While some, like President Nayib Bukele in El Salvador, have continued to fight the war on drugs, other leftist leaders across Latin America appear to be quietly changing their tack through less punitive measures.
SIGNALS
LatAm leaders are ‘quiet quitting’ the war on drugs
Leaders who see the war on drugs as futile but are “unwilling to risk pariah status by forswearing it entirely, appear to be — quietly, sometimes subtly — backing off,” wrote Brian Winter, the editor-in-chief of Americas Quarterly. In Mexico —which saw another record-breaking year of murders — President Andrés Manuel López Obrador has adopted a “hugs not bullets” policy that has inadvertently led to more violence and increasingly militarized law enforcement. He has also cast blame on the U.S. for the fentanyl crisis, despite evidence pointing to the contrary. Colombia’s leftist leader Gustavo Petro, meanwhile, has called the war on drugs a “failure” and has pushed other Latin American countries to approach drug use as a “public health problem.” And in Brazil, some officials have reportedly avoided interfering in the dynamic between the two main drug gangs. The rise in political assassinations in countries like Mexico means officials are partly more averse to directly confronting drug cartels. And Mexico and Colombia’s experiences have shown that governments that try to solve the drug crisis with violent crackdowns “are akin to surgeons with machetes,” a Latin America expert wrote in El País.
America is losing allies in its drug fight with the rise of leftist leaders
Colombia is the world’s largest producer of cocaine, but the leftist government led by President Gustavo Petro has taken a softer approach to drug policy, including decriminalizing cocaine for personal use and suggesting fully legalizing it. “Even a small experiment in decriminalizing cocaine production in Colombia would have huge implications,” The Economist’s Americas editor Emma Hogan wrote in 2022, noting that neighboring North America is still the world’s largest consumer of drugs.
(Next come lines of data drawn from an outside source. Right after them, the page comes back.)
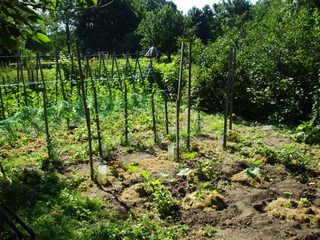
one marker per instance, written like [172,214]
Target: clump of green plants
[308,132]
[236,137]
[269,154]
[162,199]
[141,228]
[292,157]
[205,170]
[52,207]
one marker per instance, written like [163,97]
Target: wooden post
[2,112]
[227,100]
[231,86]
[166,115]
[153,108]
[189,97]
[25,97]
[87,113]
[153,111]
[18,81]
[178,104]
[45,111]
[126,122]
[96,108]
[63,92]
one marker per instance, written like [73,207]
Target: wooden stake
[189,97]
[63,92]
[87,114]
[45,111]
[178,104]
[96,108]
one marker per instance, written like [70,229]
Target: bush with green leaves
[205,170]
[142,228]
[293,158]
[277,64]
[162,199]
[308,132]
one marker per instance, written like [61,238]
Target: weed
[162,198]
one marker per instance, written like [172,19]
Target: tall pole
[87,113]
[45,111]
[178,104]
[189,97]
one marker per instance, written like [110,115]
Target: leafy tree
[19,20]
[162,28]
[229,14]
[202,22]
[278,59]
[104,28]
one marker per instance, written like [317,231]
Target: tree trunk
[178,104]
[87,113]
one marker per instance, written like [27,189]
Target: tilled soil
[245,215]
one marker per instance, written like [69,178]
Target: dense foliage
[277,63]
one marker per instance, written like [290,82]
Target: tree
[104,28]
[229,14]
[19,20]
[162,28]
[202,22]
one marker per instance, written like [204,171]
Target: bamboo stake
[178,104]
[87,114]
[63,92]
[232,79]
[25,96]
[96,108]
[45,111]
[189,97]
[2,112]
A former U.S. official said that Mexico has made it challenging for American drug enforcement agents to operate there, while “Brazil is not particularly on board.” Losing its most important Latin American allies in the war on drugs has significantly weakened the U.S.’ decades-long “prohibition model,” one expert told the Economist.
Women are increasingly involved in drug cartels and organized crime
There is “a rise of women in the most violent and dangerous structures of organized crime” across Latin America, NBC News reported, citing data showing an increase in women charged for their involvement in drug cartels and organized crime. “Sometimes, criminal organizations offer some women the opportunity to develop a leadership scheme,” an academic told NBC News. “And since prejudice and machismo make them invisible in some way — they can advance in those activities without being seen.” Women’s roles often involve “low-level” activities, but some have risen to be the bosses — or “narcas” — of operations. “Something that surprises me a lot is the amazement of people who cannot believe that women know how to organize logistics, how to launder money, even how to execute violent operations,” a journalist who reports on security issues said.